En un barrio de Nueva York (2021) emplea sin complejos numerosos elementos del complejo reaccionario-liberal que utiliza desde hace años la economía del subidón romántico, donde el romance, la música y el buen rollo ocupan casi toda la pantalla, aunque sin pasar de puntillas ante ciertas realidades incómodas (conflictos y dilemas individuales, amorosos, familiares y/o sociales). Al contrario, se mencionan sin complejos y se reconduce cualquier aspecto conflictivo con la legalidad vigente y la cultura estadounidenses, admitiendo implícitamente indeterminados errores y prejuicios por el camino, pero reforzando las bondades de la solución propuesta, aunque sea sólo una mínima parte. Nunca el problema es presentado como un choque de locomotoras sin posibilidad de entendimiento, porque eso supondría una invitación a enfrentarse al Sistema...

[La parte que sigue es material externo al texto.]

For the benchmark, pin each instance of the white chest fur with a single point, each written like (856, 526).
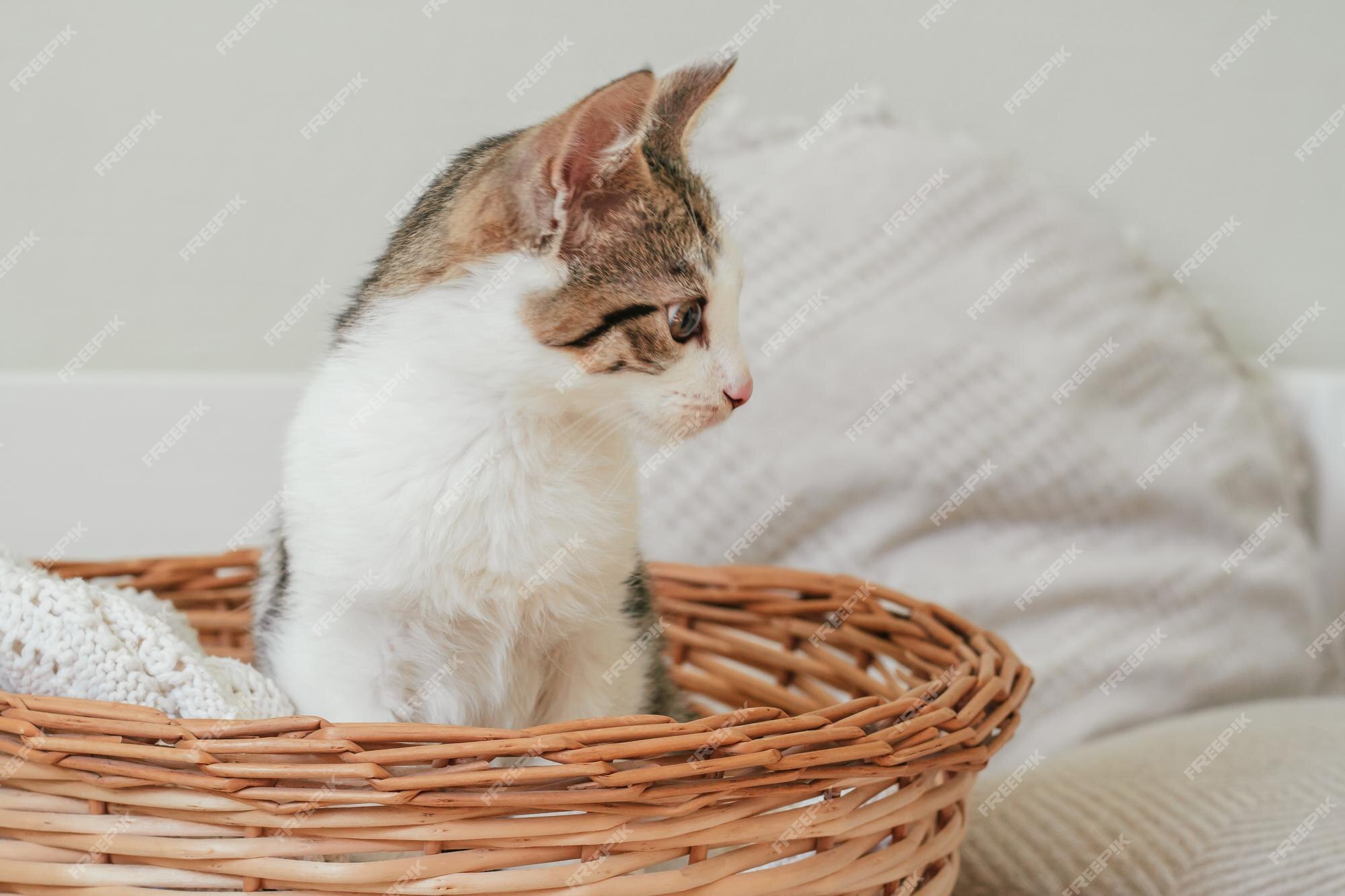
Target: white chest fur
(458, 546)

La película lo tiene todo --conflicto, drama, superación, romance, humor, espectáculo-- y además una buena banda sonora (en poco tiempo la veremos adaptada a los escenarios, otro musical perfectamente exportable a pesar de su localismo). Se nota que el objetivo principal es recuperar el optimismo tras un año de confinamiento forzoso en el que no tuvimos un verano normal; de modo que predominan el colorido, los ritmos alegres, las ganas de vivir y la confianza en el futuro. Quizá por ese deseo de acumular tanto buen rollo el metraje es excesivo, y con tantas vueltas y revueltas tampoco el guión se preocupa demasiado de que las tramas tengan un desarrollo coherente, lo justito para incluir las escenas que siempre gustan al público (momentos encantadores, falso distanciamiento, reconciliación, resurgimiento...). Y por eso mismo, la sensorialidad es la prioridad, eclipsando con eficacia los excesos cometidos con la historia y los personajes. Un poco menos de roneo, eliminar un par de tramas secundarias y un notable descenso en el nivel de aplazamiento de la satisfacción habrían dado lugar a un filme más interesante sin necesidad de traicionar ni renunciar las estructuras fundamentales del buen cine de entretenimiento.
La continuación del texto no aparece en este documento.